As I was laying on the couch Sunday morning feeling half dead and half alive, I watched my boys as Nana, Pop, and Daddy (before he left for work) chased after them. I saw the tiredness in my parents faces. I saw the stress in their bodies. I watched my boys run past me not caring that their Mommy didn't feel good. I watch Trenton take off his clothes and run around the house naked which is a normal occurrence in our household the past month. I watched Andrew go in panic mode when Trenton touched his kindle fire he was playing on. I watched Andrew NOT play with toys. I watched Trenton climb up on every household furniture item he could and jump to the floor. I heard Trenton climb up the refrigerator and open the juice and dump it out. I heard egg after egg being cracked open by Trenton's hands. I saw a perfectly clean house go to a house that looked like a tornado struck in less than 30 min. I watched as Trenton tried to express what he wanted and no one could figure it out. I heard Nana try to take out two DVDs that Trenton had crammed into a DVD player and got stuck. I watched my mother clean up pee from the floor, poop from the floor, and  huge food messes from the floor. (So much more but you just had to be there to witness.) Three adults couldn't keep up with my two boys with autism. How do I keep up with them all the time by myself?

The list of what I saw and heard was sad! Nothing but sad.

In the middle of all the madness, I burst into tears. The reality check had just been handed to me. This is my life....this is my children's life...this is my whole entire family's life! This is my life! I am so busy helping the boys and advocating for them that on some days  the reality of what our life is doesn't sink in. It sank in deep when I actually had a moment to take a step back and witness it.

What I wanted more than anything is for Trenton to hug me and say, " I hope you feel better soon Mom." That was all I wanted this weekend. It would have been nice to have received it from Andrew too!

The reality check made me realize how hard I actually do work daily raising my boys.....and I get nothing in return. I do but I don't. I want to experience the "normal" mom returns! I want to experience that more than anything in this world. I want to experience the feeling of watching my child marry the love of their life and knowing as a mother I raised him to be the best, honest, God-loving, trustworthy man that knows how to treat a woman right. On Sunday in my hour of weakness, I cried out to my mother, "What am I doing? Raising my child so maybe he don't have to live in a home one day but instead he can live with me forever?" I want my child to run up and hug me! I don't want it to be a once every 6 month occurrence.  I want a happy marriage. I do realize I keep that part hidden from this blog but lets me honest here....statistics say 60-85 % of marriages end in divorce that are raising a child with autism. With that said, the reality check hit me on Sunday too when I was so sick that I not only have children that aren't normal but I don't have a normal happy marriage by no means.

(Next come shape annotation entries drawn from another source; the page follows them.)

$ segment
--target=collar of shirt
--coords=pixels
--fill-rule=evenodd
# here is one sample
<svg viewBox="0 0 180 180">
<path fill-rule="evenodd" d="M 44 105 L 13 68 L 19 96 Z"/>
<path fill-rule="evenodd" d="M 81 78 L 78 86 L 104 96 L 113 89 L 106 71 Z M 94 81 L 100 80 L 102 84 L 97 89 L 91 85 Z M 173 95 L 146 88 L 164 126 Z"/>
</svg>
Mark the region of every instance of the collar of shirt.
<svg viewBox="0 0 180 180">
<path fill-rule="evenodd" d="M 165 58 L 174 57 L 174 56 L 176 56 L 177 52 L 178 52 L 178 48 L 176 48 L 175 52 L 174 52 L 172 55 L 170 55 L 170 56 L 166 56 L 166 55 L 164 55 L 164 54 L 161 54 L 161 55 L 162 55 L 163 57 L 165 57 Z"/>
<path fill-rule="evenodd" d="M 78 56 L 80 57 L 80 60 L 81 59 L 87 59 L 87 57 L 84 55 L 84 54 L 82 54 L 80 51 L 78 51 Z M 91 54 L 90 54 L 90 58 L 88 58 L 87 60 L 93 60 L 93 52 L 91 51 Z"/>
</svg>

I read a post by an autism mom today and she was blogging about how her child with autism brought her and her husband closer. I have nothing but envy for this couple and applaud them deeply! They say death, sicknesses or disabilities in children either brings a marriage closer or farther apart.

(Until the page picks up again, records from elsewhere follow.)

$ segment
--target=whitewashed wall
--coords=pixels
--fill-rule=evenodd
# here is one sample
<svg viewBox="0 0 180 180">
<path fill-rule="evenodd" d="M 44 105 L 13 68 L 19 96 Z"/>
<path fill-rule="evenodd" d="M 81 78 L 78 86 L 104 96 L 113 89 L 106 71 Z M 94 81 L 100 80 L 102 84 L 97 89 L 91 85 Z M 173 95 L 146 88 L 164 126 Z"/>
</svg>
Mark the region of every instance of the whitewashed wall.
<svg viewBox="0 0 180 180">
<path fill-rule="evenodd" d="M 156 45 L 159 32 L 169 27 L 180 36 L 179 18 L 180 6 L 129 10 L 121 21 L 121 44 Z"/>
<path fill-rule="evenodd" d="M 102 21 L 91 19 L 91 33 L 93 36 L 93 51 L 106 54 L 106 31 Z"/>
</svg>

I had lots of other thoughts on Sunday but maybe those will come out in another post. I had so many thoughts that I think it impacted my ability to actually dream. I use to always remember my dreams but that was back in the day where I actually got to sleep. However, I dreamed on Sunday night and it was the best dream I had in a long time. I am not going to lie, I thought about my dream all day. In my dream I had the "normal" mother experience and the "normal" love felt marriage. All I can say is that it was incredible!